The Viennese emergency services moved out on Friday (22 September) with blue lights after the lady's emergency call was received. "This operation was a grab in the toilet," commented the City of Vienna ironically on platform X (formerly Twitter). "When a team from the Vienna professional rescue arrived, the woman demanded new toilet paper. Even the experienced paramedics were off the roll," the statement continued.
It is unlikely that the lady's health insurance will cover the costs of the operation, as there was no medical emergency. It is not known exactly how much the "fresh toilet paper" will cost the woman in Vienna, but at least a three-digit amount. Curious cases had repeatedly occurred around scarce toilet paper, even during the Corona pandemic.

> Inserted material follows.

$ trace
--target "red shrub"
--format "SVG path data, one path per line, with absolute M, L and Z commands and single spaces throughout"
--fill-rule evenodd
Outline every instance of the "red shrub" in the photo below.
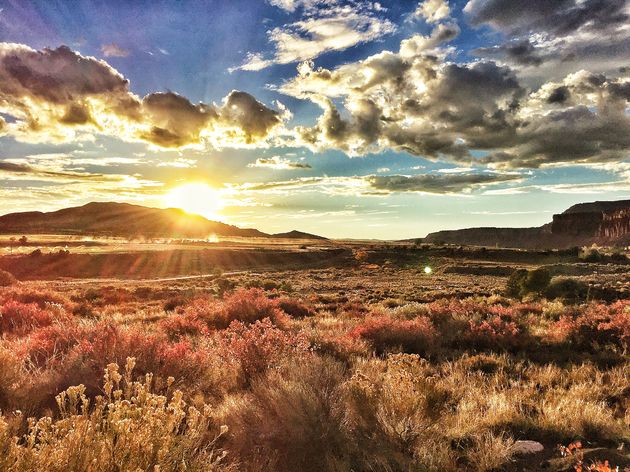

Incorrect use of rescue services is becoming more and more frequent: callers cheat on reasons for emergency calls
Such emergency calls are becoming more and more frequent, a spokesman for the Vienna professional rescue service confirmed to the Austrian medium Heute.at. For example, a paraplegic woman in the Austrian capital once called the emergency number at 22 p.m. so that someone would open the window for her. Around three o'clock in the morning, the phone rang again at the emergency services: Someone should close the window again, it was now a bit fresh.
The problem is that the callers on the phone state that they can no longer move or that they are not well, the professional rescue spokesman told the Austrian portal. "It is only on site that it turns out that the person has been in a wheelchair for years or has been ill for a long time and that the malaise is not an acute medical problem." Often the problem is loneliness. People don't have anyone to take care of them, the spokesperson said.
Emergency vs. Non-Urgent Health Concerns
Austria: Emergency number 144 only in acute emergencies. For non-urgent health concerns: Hotline 1450.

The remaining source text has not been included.